First Study to Compare Visual Satisfaction of LASIK to Contact Lenses over 3 Years; LASIK Patients Far More Satisfied

large scale clinical study found strong visual satisfaction with LASIK vs. contact lenses In The scientific Journals

A clinical study published in the August issues of the medical journal Ophthalmology compared patient reported data from contact lens users and LASIK patients over a three-year period with study participants completing a survey about their vision and visual satisfaction each year.  Historically, because LASIK is a surgical procedure, “there is a natural tendency to compare the outcomes with the best preoperative optically corrected vision and—for some patients—with their idea of vision in a hypothetical perfect eye.”   For the first time, investigators compared LASIK outcomes directly with other forms of vision correction, namely contact lenses, to provide a more realistic depiction of LASIK performance. The results of this new approach, involving a large number of participants over a significant time period, were surprising.

The study, “Three-Year Longitudinal Survey Comparing Visual Satisfaction with LASIK and Contact Lenses,” found that compared with contact lens wear, current LASIK technology resulted in higher levels of satisfaction and improved ease of night driving  at 1, 2, and 3 years follow-up.”

Approximately 1,800 adults participated, with 694 remaining in contacts as the control group. The rest underwent LASIK.  In those who chose LASIK, 819 (45%) wore contacts and 287 (16%) wore glasses prior to the procedure. Study participants (both those who stayed in contacts and those who underwent LASIK) were asked about their level of satisfaction with their vision and their experience with visual symptoms (dry eye, night driving issues). Results of the data collected from the surveys of satisfaction and visual symptoms were compared at the beginning of the study – prior to having LASIK for those choosing vision correction surgeries – and at the 1, 2 and 3-year mark.
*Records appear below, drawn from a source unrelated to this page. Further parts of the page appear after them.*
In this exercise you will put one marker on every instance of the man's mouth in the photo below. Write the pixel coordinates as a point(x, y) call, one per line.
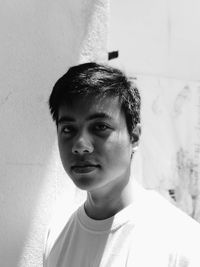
point(84, 168)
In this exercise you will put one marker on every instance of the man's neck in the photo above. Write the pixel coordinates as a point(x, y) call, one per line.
point(100, 207)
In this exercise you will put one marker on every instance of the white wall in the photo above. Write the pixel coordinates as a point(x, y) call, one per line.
point(157, 37)
point(39, 41)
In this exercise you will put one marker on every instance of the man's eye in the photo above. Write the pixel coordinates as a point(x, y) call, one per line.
point(101, 127)
point(67, 129)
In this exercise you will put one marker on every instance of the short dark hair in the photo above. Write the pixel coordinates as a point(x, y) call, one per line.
point(97, 79)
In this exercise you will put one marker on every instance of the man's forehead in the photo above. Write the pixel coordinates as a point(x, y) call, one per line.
point(88, 106)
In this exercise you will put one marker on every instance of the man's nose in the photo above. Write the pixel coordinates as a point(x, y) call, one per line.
point(82, 145)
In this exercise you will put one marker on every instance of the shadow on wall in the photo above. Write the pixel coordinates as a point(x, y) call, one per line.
point(38, 44)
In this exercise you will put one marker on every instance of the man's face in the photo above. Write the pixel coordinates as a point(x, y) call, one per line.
point(94, 142)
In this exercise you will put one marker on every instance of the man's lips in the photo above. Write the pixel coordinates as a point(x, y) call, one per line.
point(84, 168)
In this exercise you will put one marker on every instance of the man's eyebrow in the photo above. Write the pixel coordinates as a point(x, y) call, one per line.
point(99, 115)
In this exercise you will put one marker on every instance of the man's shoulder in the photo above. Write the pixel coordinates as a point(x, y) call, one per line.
point(63, 219)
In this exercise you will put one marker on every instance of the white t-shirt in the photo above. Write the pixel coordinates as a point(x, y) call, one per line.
point(151, 232)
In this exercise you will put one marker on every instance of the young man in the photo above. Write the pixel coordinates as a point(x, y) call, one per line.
point(97, 113)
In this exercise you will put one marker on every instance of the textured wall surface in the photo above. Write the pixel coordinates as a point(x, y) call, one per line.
point(39, 41)
point(158, 42)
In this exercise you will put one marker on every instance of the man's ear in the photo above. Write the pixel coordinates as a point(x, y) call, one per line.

Interestingly, the study found that, over time, strong visual satisfaction with the vision provided by contact lens use went down from 63 percent at the beginning of the study, to 54 percent among the control group of contact lens wearers. However, up to 88 percent of LASIK patients were strongly satisfied with their vision following the vision correction procedure. In addition, fewer LASIK patients who were formerly contact lens users reported issues with night time driving visual symptoms than those who stayed in contact lenses.

There was no significant difference in the experience of dry eye symptoms between those contact lens wearers that stayed in contacts and those that underwent LASIK. However, those LASIK patients who formerly wore glasses did report an increase in dry eye symptoms. This is consistent with glasses wearers that have tried and discontinued contact lenses due to underlying dry eye symptoms. In conclusion, this large-scale longitudinal study found current LASIK technology resulted in higher levels of satisfaction with vision, did not significantly increase dry eye symptoms, and reduced visual symptoms related to driving at night compared to contact lens use.